No, what I do care about is that it is the second day of February, it is beautifully sunny outside, and my local temperature is predicted to be 66ºF at 2 p.m. Right now, writing this, it is 57ºF outside and the back yard looks like the photo above, taken a few minutes ago, so I'm only here for a brief second. Garden beds and sunshine are calling my name.
As you can see from the temperature reading on the second picture on this page, the temperature this winter hasn't always been nearly so nice, but that didn't keep the critters away. I looked through the winter's selection of game camera photographs today as I removed my old game camera, and among other deer, there was a pretty nice stag rambling around at some point. I'll have more fauna-captured photographs this spring and next year since I replaced my old camera with two newer and better game cameras.
Today is another milestone perhaps more important than the Superbowl to those of a superstitious bent. Today is, of course, 02/02/2020, a rare global palindrome and the only one of my lifetime.
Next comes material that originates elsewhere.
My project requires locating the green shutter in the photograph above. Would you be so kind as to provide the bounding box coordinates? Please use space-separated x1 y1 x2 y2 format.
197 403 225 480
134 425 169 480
The last such palindrome was 909 years ago (11/11/1111) and the next is 101 years away (12/12/2121), so forward or backward, I can't really hope for a life expectancy of 161 years to see the next one. 02/02/2020 is also a palindrome day of the year (the 33rd day) and a palindrome of the days left in the year (333 since it's a leap year). And evidently, Las Vegas is promoting marriages today on the basis that if you married today, your 2nd anniversary would be 2/2/22, all symbolizing the pair-ness of monogamous marriage. Myself, married some 37 years already, I'll just say goodbye to date palindromes like this deer turned tail and said goodbye to my game camera.
In other notes, I spent some time this morning searching for a word to describe the group of people who are over-stimulated by math like today's palindrome and along the way I was sidetracked by the discovery that there are "weird" numbers (of which 70 is the first) whose proper divisors sum to greater than the number, and "happy" numbers, of which 1, 7, 10, 13, and 19 are the first 5 happy numbers of base 10. Interesting to know, but none of this made me happy in base 10 or any other numeric base because I couldn't find the word I was searching for. Anyone know a word to describe "math nuts"? I'd spend more time looking myself, but I, and the lovely Bella, are out of here!